You signed in with another tab or window. Reload to refresh your session.You signed out in another tab or window. Reload to refresh your session.You switched accounts on another tab or window. Reload to refresh your session.Dismiss alert
I'm not 100% sure whose bug it is, but I think it belongs here:
If I load a CSV with a column name containing uppercase characters (eg. MyKeyCol) and want to use it as the key column, I run into a problem if I am also using target-postgres as the loader (the datamill-co variant). Somewhere in the process, the column name is lowercased, but the key property isn't, which results in the KeyError below.
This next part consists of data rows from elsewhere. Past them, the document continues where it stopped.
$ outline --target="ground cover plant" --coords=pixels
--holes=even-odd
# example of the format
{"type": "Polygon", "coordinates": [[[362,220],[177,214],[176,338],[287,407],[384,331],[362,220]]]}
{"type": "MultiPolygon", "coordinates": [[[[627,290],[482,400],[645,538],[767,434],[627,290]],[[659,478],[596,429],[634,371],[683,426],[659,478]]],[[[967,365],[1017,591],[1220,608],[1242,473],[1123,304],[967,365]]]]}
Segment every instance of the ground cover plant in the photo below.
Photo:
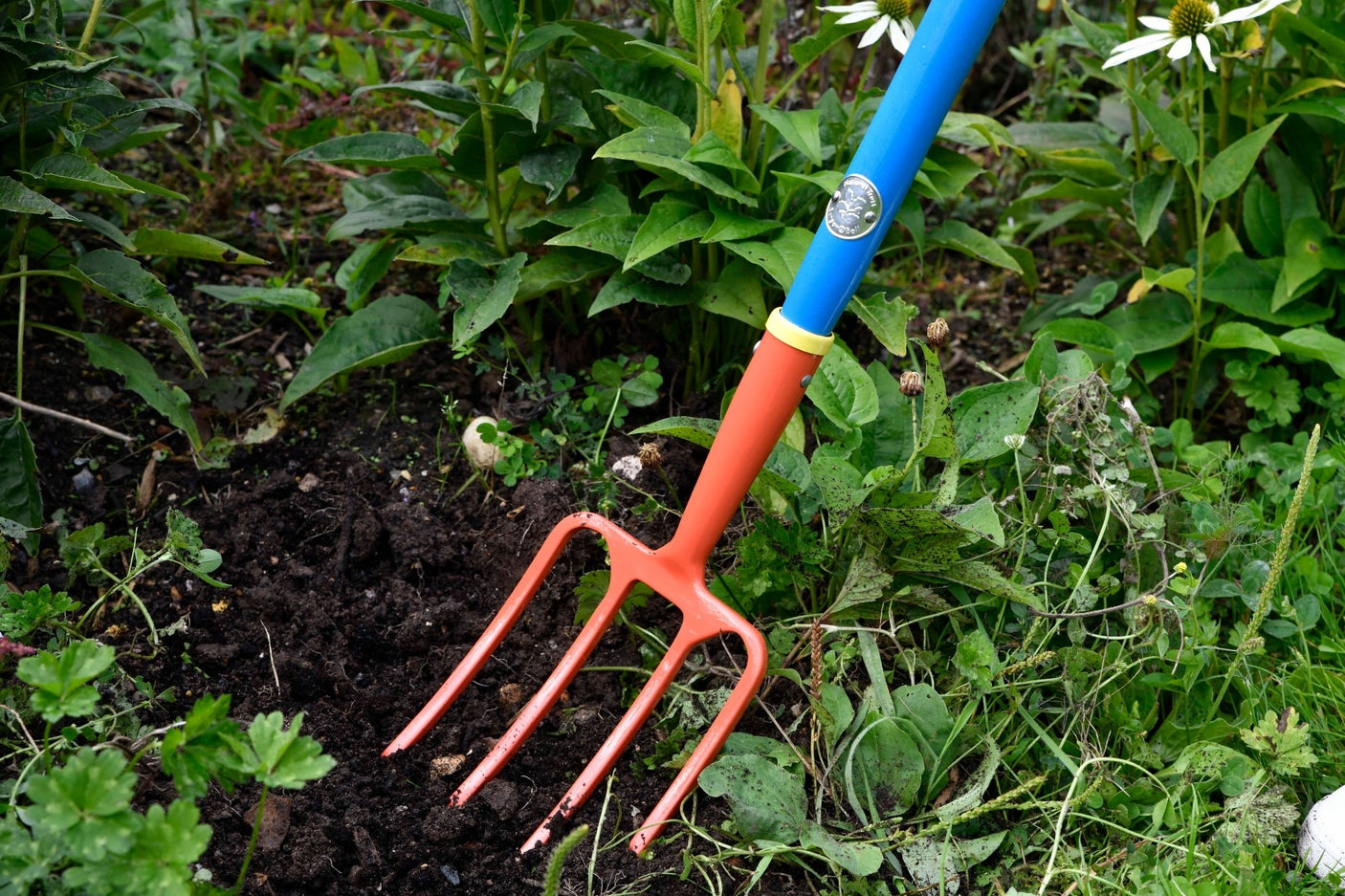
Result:
{"type": "Polygon", "coordinates": [[[447,806],[601,544],[379,752],[560,517],[671,533],[920,7],[11,7],[0,892],[1336,892],[1334,4],[1005,13],[714,558],[771,671],[639,858],[730,650],[516,849],[652,593],[447,806]]]}

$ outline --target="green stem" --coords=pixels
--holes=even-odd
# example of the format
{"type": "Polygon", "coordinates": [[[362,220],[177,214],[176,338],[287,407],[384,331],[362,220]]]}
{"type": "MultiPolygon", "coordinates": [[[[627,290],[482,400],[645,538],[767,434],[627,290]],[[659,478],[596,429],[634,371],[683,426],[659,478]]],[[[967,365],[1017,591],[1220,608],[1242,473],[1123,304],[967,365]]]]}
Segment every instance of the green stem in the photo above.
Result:
{"type": "Polygon", "coordinates": [[[253,817],[253,833],[247,839],[247,852],[243,853],[243,866],[238,869],[238,880],[234,881],[233,889],[229,891],[230,896],[238,896],[243,892],[243,883],[247,880],[247,866],[252,865],[253,852],[257,849],[257,835],[261,833],[261,819],[262,813],[266,809],[266,784],[261,786],[261,796],[257,798],[257,814],[253,817]]]}
{"type": "MultiPolygon", "coordinates": [[[[19,335],[15,344],[13,394],[23,401],[23,332],[28,316],[28,256],[19,256],[19,335]]],[[[15,408],[16,420],[23,420],[23,409],[15,408]]]]}

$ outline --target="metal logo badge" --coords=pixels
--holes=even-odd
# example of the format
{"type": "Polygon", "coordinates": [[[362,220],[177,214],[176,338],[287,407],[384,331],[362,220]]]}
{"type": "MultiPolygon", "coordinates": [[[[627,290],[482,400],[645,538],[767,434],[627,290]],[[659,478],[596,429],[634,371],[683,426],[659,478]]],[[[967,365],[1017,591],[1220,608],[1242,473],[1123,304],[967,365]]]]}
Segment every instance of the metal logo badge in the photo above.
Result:
{"type": "Polygon", "coordinates": [[[827,230],[841,239],[859,239],[878,226],[882,196],[862,175],[846,175],[827,203],[827,230]]]}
If I change key_properties to be one of the columns with a lowercase name, it works fine.
I looked at the extras in meltano, but couldn't figure out a solution. It almost feels like the key_properties should allow a value like MyKeyCol as mykeycol.
I'm guessing the field_names config value could be used to force the column names, but it doesn't look like I can skip the first row, so I'm back to unhappiness again :) (this could actually be an extra setting, like skip_rows (integer, default 0) to force the loader to ignore the first N rows of the file).
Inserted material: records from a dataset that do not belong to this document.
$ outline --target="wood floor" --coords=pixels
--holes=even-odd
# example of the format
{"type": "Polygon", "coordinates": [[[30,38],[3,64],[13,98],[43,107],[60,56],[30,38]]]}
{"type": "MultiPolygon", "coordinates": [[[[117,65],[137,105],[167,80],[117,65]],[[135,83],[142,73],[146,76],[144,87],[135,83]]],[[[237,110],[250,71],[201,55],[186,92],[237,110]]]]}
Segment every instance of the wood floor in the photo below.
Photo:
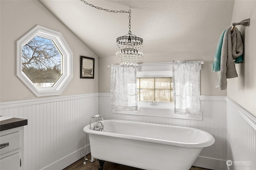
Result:
{"type": "MultiPolygon", "coordinates": [[[[86,155],[86,158],[90,160],[91,158],[90,154],[86,155]]],[[[97,159],[95,159],[95,162],[90,162],[89,160],[87,161],[87,164],[83,164],[84,158],[82,158],[73,164],[70,165],[63,170],[98,170],[100,164],[97,159]]],[[[143,170],[136,168],[120,164],[105,162],[103,166],[104,170],[143,170]]],[[[170,169],[170,170],[172,170],[170,169]]],[[[190,170],[209,170],[208,169],[192,166],[190,170]]]]}

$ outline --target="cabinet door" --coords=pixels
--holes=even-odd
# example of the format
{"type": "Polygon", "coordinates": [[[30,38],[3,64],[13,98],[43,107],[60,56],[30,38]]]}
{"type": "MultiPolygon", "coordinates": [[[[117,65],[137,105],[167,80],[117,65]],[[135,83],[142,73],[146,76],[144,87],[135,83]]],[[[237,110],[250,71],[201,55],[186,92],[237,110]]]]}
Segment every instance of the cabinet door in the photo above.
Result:
{"type": "Polygon", "coordinates": [[[0,159],[1,170],[20,169],[20,152],[16,153],[0,159]]]}

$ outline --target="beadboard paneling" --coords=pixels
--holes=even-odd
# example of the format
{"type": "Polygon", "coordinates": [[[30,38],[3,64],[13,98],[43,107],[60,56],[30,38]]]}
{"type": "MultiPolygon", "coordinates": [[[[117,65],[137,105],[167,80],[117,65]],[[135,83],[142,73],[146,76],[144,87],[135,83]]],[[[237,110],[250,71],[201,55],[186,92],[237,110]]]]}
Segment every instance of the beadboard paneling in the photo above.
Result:
{"type": "MultiPolygon", "coordinates": [[[[191,127],[210,133],[215,139],[212,146],[204,148],[194,165],[211,169],[226,169],[226,96],[202,96],[203,120],[188,120],[153,116],[112,113],[110,95],[99,94],[99,114],[105,119],[114,119],[191,127]],[[202,159],[205,158],[205,159],[202,159]],[[212,160],[212,163],[202,164],[201,160],[212,160]]],[[[156,111],[160,110],[156,109],[156,111]]]]}
{"type": "Polygon", "coordinates": [[[95,93],[1,103],[1,115],[28,119],[24,169],[61,170],[84,156],[83,129],[98,114],[98,99],[95,93]]]}
{"type": "Polygon", "coordinates": [[[229,98],[227,115],[228,169],[256,170],[256,117],[229,98]]]}

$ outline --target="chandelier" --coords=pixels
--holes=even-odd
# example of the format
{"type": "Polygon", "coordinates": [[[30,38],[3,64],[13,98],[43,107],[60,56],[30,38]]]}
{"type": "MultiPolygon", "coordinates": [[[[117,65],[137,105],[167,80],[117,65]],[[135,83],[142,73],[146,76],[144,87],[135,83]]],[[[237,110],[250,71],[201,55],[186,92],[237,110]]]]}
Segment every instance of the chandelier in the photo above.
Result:
{"type": "Polygon", "coordinates": [[[102,10],[110,12],[129,13],[129,33],[116,39],[116,55],[120,57],[120,66],[124,67],[138,67],[138,58],[143,57],[143,40],[132,34],[131,32],[131,8],[129,12],[116,11],[104,9],[89,4],[84,0],[80,0],[84,4],[94,7],[98,10],[102,10]]]}
{"type": "Polygon", "coordinates": [[[132,34],[131,10],[129,10],[129,33],[116,39],[116,55],[120,57],[122,66],[137,67],[138,58],[143,57],[143,39],[132,34]]]}

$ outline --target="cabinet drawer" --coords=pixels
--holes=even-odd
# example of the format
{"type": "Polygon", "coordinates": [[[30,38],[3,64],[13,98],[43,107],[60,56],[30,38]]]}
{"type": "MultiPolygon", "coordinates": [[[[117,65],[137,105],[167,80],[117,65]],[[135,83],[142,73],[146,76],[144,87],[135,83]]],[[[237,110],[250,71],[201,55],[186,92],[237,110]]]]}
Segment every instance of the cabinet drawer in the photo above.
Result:
{"type": "Polygon", "coordinates": [[[0,159],[1,170],[19,170],[20,153],[9,155],[0,159]]]}
{"type": "Polygon", "coordinates": [[[20,147],[20,135],[19,131],[15,132],[0,137],[0,144],[9,143],[9,145],[0,149],[1,154],[18,149],[20,147]]]}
Here are the logs I'm getting with an example that fails:
tap-spreadsheets-anywhere | INFO Using supplied catalog .meltano/run/elt/load_csv_base_data/3bce9632-9df0-4752-b19d-1705bab4d11d/tap.properties.json.
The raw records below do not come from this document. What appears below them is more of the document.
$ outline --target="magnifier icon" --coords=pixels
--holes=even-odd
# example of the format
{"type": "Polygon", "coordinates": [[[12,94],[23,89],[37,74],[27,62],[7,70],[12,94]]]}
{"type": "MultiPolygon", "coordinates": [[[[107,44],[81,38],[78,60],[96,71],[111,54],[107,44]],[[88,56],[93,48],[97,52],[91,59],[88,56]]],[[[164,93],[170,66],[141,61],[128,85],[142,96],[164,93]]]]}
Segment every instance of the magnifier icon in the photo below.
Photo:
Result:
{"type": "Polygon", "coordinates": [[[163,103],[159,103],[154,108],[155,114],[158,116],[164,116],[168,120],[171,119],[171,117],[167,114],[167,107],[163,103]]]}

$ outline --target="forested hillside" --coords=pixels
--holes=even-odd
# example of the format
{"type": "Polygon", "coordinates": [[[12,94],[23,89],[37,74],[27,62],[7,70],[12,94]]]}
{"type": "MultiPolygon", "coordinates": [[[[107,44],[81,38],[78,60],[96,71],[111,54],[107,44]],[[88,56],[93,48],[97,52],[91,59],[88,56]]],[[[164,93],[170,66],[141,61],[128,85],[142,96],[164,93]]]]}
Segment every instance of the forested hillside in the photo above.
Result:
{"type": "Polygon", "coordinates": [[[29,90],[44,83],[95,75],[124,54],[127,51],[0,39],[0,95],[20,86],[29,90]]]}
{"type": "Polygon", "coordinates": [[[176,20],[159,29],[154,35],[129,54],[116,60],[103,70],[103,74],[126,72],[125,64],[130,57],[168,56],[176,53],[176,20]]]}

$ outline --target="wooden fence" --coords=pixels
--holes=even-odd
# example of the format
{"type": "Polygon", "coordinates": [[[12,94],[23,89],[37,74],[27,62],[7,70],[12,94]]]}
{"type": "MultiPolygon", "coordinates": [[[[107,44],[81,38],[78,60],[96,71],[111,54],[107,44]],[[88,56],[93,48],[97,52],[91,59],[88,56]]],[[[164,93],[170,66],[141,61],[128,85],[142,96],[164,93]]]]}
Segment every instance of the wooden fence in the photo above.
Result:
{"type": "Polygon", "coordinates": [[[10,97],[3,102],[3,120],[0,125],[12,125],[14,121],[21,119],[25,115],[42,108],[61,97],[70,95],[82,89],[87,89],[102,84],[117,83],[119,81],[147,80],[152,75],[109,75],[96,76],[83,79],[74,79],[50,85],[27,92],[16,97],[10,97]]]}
tap-spreadsheets-anywhere | INFO Syncing stream:us_sec_country_codes
tap-spreadsheets-anywhere | INFO Walking /static_data/.
tap-spreadsheets-anywhere | INFO Found 13 files.
tap-spreadsheets-anywhere | INFO Checking 9 resolved objects for any that match regular expression "myfile.*" and were modified since 2011-01-01 00:00:00+00:00
tap-spreadsheets-anywhere | INFO Processing 1 resolved objects that met our criteria. Enable debug verbosity logging for more details.
tap-spreadsheets-anywhere | INFO Syncing file "myfile.csv".
tap-spreadsheets-anywhere | INFO Wrote 309 records for stream "mystream".
target-postgres | DEBUG MillisLoggingConnection: 0 millis spent executing: b'BEGIN;'
target-postgres | DEBUG MillisLoggingConnection: 0 millis spent executing: b"\n SELECT c.relname, obj_description(c.oid, 'pg_class')\n FROM pg_namespace AS n\n INNER JOIN pg_class AS c ON n.oid = c.relnamespace\n WHERE n.nspname = 'meltano';\n "
target-postgres | INFO Mapping: mytable to ['mytable']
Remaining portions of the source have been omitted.